Schlosser's husband, John, told an official with Texas' Family and Protective Services that his wife had referenced a Bible Scripture the night before the killing and said she wanted to "give her children to God," according to an affidavit that led a judge to award the agency temporary custody of the couple's two older children.

Schlosser had a history of postpartum depression, a disorder that can occur in women after they give birth.

Authorities discovered a grisly scene at the Schlossers' apartment.

An officer had to remove a knife from Schlosser's hand, according to a search warrant affidavit released Tuesday. The baby was found in her crib, both arms severed at the shoulder, and died at a hospital.

Authorities said the two older daughters in the family, ages 6 and 9, were at school when police arrived, and that their father was at work.

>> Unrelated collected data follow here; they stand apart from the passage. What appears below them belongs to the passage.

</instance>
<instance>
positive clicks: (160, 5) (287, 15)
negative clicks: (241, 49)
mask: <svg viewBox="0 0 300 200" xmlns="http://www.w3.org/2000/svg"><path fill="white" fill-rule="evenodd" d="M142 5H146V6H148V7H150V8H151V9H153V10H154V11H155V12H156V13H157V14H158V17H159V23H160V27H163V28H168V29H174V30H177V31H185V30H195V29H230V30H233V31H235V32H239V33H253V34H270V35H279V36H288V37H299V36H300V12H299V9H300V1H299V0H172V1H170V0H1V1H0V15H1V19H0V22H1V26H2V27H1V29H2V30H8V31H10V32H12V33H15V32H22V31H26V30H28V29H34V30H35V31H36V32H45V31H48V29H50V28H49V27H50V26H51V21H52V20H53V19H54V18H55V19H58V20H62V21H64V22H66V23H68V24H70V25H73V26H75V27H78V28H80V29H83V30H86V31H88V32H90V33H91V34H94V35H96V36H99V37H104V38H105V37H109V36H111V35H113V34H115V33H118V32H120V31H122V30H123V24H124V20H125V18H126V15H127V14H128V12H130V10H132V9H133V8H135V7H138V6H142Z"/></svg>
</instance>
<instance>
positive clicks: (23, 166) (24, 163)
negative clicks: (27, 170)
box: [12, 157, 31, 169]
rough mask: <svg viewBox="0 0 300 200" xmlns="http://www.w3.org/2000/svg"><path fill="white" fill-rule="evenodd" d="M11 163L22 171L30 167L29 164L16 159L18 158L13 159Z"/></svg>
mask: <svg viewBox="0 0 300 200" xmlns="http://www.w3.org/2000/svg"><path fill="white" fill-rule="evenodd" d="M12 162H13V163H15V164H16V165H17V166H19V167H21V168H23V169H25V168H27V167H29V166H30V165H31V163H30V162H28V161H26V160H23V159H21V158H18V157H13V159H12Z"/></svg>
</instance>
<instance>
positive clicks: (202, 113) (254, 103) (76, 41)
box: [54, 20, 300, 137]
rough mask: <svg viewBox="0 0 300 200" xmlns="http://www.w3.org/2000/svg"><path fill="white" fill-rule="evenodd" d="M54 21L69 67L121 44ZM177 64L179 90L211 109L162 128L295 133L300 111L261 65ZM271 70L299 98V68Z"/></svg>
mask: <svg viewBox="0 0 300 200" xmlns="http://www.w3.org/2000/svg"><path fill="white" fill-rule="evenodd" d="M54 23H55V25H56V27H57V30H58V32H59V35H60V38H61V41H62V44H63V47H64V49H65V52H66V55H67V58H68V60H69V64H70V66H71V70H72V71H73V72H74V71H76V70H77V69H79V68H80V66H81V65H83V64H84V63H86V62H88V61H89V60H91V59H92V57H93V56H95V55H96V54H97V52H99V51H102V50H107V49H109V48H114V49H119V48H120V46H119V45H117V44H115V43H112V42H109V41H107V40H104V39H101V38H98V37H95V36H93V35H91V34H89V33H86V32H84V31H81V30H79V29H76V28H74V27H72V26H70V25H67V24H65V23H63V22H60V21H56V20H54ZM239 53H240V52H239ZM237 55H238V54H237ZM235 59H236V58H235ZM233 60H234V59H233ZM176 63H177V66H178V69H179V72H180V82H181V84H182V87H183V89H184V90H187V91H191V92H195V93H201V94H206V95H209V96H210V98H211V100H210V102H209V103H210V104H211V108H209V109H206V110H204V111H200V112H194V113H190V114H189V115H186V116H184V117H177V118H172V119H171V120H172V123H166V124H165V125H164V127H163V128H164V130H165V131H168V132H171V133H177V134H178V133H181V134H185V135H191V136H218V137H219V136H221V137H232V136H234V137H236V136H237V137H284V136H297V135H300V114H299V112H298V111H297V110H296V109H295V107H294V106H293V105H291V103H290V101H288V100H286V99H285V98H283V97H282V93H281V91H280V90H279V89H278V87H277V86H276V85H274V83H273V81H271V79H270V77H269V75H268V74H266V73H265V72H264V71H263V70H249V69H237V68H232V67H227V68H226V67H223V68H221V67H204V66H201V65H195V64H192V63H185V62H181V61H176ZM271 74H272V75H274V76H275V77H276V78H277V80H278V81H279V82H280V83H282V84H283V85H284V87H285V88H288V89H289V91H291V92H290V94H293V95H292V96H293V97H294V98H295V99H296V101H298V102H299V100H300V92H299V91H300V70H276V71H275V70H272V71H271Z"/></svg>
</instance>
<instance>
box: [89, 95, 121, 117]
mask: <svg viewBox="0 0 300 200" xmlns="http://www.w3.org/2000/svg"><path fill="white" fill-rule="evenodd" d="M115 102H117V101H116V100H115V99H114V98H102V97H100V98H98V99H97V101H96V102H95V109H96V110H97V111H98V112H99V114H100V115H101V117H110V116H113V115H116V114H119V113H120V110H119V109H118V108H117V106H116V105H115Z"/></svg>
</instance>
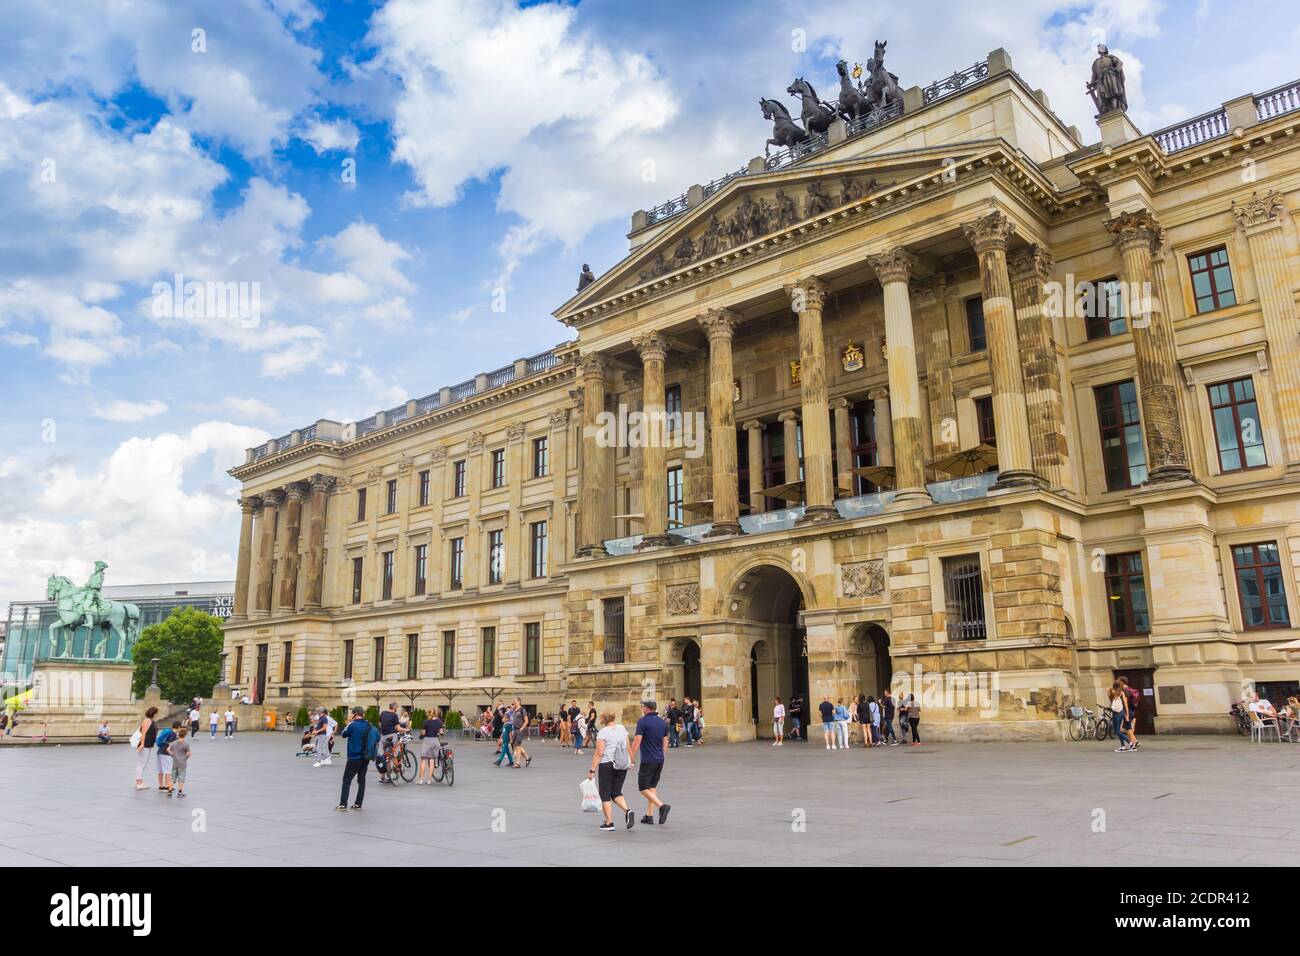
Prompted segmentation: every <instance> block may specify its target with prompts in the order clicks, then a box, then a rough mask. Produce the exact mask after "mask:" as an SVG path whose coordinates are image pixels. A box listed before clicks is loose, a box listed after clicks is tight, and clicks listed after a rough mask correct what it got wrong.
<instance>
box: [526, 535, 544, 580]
mask: <svg viewBox="0 0 1300 956" xmlns="http://www.w3.org/2000/svg"><path fill="white" fill-rule="evenodd" d="M528 555H529V559H528V576H529V578H545V576H546V522H533V523H532V524H529V525H528Z"/></svg>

Schlosser had been investigated on child-neglect allegations this year, but Texas Child Protective Services had recently closed a seven-month investigation.

Her mental history and her 911 confession are similar to Yates'. And the method Schlosser used shared the bizarre, brutal nature of Laney's rocks and Yates' systematic drowning.

Yates, who had a history of schizophrenia and postpartum depression and said the devil prompted her to kill her children, was convicted of capital murder and is serving a life sentence. Laney was acquitted of capital murder by reason of insanity after psychiatrists agreed psychotic delusions kept her from knowing right from wrong.

These are all fundamentalist believers in creationism.